Posted by andrew on April 21, 2011

Easter is here and tourists are flocking in. They come expecting sun and what do they find? Oh well, never mind. What they also find is an abasement of language. While some words – gay, pants, sad – acquire additional meanings, some do not move on, but become un-words. There is no word that is as un-wordly as “team”. Yet, the poor tourist will find him and herself surrounded by, confronted by, greeted by, wished by, served by teams. Tour operators have teams, hotels have teams, even some bars have teams.

“Your so-and-so team.” We will be here to attend to your every need, we will be as one. One for all and all for one. We will all adhere to principles of the highest standards of customer service and will work to the greater good of the company we represent with shoulders-back, chest-out pride.

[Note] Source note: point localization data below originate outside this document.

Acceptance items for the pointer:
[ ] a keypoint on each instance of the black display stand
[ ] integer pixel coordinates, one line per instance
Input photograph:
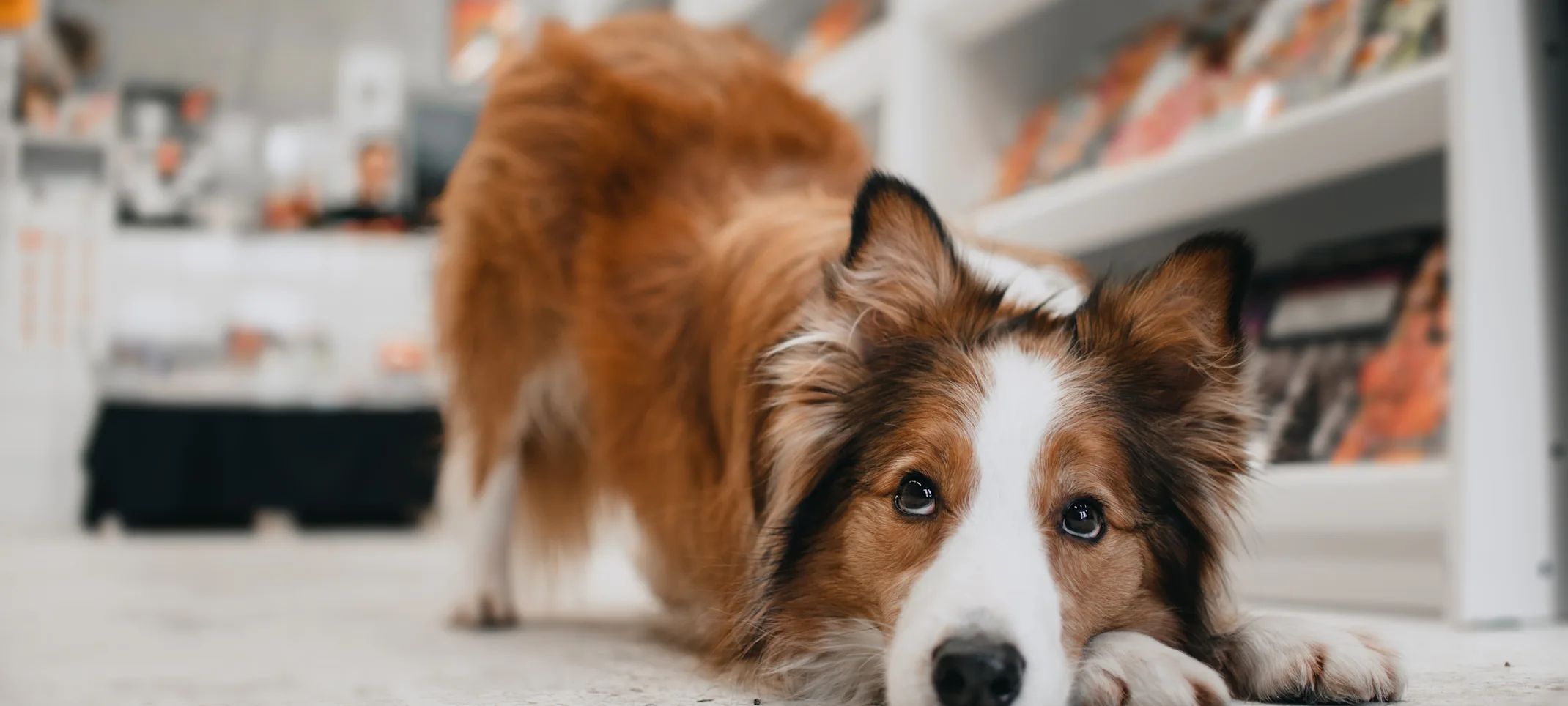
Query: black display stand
(166, 467)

That’s what you are meant to believe. That’s what “team” is meant to mythically convey. It is of course managerialist doublespeak. The word means nothing of the sort, because it hardly ever means any of the above. It is an un-word.

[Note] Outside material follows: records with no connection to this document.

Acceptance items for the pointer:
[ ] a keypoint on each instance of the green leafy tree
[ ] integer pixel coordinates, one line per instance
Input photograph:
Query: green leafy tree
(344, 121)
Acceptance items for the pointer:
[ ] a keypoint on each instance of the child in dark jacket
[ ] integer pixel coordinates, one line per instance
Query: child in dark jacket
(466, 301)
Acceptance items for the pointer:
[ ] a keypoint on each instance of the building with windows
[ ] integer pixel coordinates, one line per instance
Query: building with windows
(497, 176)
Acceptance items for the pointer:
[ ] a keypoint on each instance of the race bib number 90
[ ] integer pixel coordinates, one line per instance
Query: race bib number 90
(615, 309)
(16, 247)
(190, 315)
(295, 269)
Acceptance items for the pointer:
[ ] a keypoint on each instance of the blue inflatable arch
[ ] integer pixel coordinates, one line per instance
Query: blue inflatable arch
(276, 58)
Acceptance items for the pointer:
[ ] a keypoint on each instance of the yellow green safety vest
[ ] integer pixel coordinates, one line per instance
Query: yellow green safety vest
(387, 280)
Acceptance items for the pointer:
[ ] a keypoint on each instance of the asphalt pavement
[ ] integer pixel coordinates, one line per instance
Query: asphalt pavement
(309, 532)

Put two people together and you have a team. Put more than two people together and you also have a team. Actually, you don’t. What you have are more than one person as part of a pair or a group. You do not have a team. But by saying that you do, you seek to convince customers – tourists – and probably also yourself, that you are somehow guided by some light of righteousness that will indeed attend to the every need. Team is an un-word and it is usually complete drivel.

There didn’t used to be teams, except on a sports field. When management consultants realised that there were some new wads to be made, they delved into the world of sport and found that there were teams. They then highlighted examples of great teams. Liverpool FC of the late 1970s and early 1980s, the New Zealand rugby team under David Kirk in 1987, and others. They divined the factors that made for teams.

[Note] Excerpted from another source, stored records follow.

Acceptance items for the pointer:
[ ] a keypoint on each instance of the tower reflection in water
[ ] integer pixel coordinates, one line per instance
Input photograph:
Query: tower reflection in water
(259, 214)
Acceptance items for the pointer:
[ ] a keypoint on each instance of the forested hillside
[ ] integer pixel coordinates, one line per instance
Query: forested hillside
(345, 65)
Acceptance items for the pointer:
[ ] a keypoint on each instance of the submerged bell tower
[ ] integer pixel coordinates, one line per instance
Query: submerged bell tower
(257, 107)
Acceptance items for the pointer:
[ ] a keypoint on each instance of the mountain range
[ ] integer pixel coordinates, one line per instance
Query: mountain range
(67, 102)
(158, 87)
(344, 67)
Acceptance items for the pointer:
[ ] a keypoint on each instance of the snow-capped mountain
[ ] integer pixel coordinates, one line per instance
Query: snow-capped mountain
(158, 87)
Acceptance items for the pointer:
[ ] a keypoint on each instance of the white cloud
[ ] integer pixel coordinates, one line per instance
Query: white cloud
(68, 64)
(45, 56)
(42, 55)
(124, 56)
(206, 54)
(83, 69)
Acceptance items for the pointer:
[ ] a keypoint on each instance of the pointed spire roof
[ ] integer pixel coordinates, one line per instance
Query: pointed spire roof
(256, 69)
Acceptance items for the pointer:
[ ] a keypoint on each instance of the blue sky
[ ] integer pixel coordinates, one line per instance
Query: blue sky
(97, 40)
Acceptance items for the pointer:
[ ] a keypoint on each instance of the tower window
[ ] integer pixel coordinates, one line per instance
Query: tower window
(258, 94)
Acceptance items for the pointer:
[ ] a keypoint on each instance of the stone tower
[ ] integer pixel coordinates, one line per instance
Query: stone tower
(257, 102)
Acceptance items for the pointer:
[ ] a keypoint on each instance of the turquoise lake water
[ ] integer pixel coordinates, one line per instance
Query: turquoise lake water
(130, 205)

Shared objectives and goals, clearly defined responsibilities but also flexibility, clear lines of communication, total support from a leadership figure, the right systems, the right training, the right mix of abilities and skills. These were some of the factors, and some organisations set about putting them in place. They were not wrong to do so, and nor had the consultants been wrong to invent these factors. Away from the sports fields, some teams did emerge, but for the most part they were teams by name alone. Puffery, gloss, delusion and misrepresentation. Un-teams.

“You will be a team-player,” usually in a fast-moving and dynamic environment. Thus chants the recruitment ritual, and so the tourist, in the hotel, at the airport or wherever will be in the hands of just such a team-player, even if he or she isn’t and hasn’t the faintest idea what it means. But they will have said they are, because what else are they supposed to say. “No, I am a socially-inadequate loser with psychotic tendencies.”

Teams, team-players. They are lost in lexicography. But are found in teams because someone has said that they are teams and probably have the t-shirt or the uniform to prove it. And like sports teams, they will even have their names to add to the impression. Your reception team, your entertainment team, your kiddies-club team, your kitchen team, your toilet-cleaning team. They will smile from display units and will be teams.

Why do they do it? Partly because team is an un-word, one used by default and one now demanded by convention. But used properly, as in the concept of the team is applied correctly, then it can be powerful in delivering true service. Some businesses locally do deliver this, sometimes systematically perhaps and sometimes by luck or instinct. They do actually employ people who are genuinely team-players. They themselves have good team leaders. And more often than not, they are the ones which don’t puff themselves up behind the “team” facade. They do it anyway.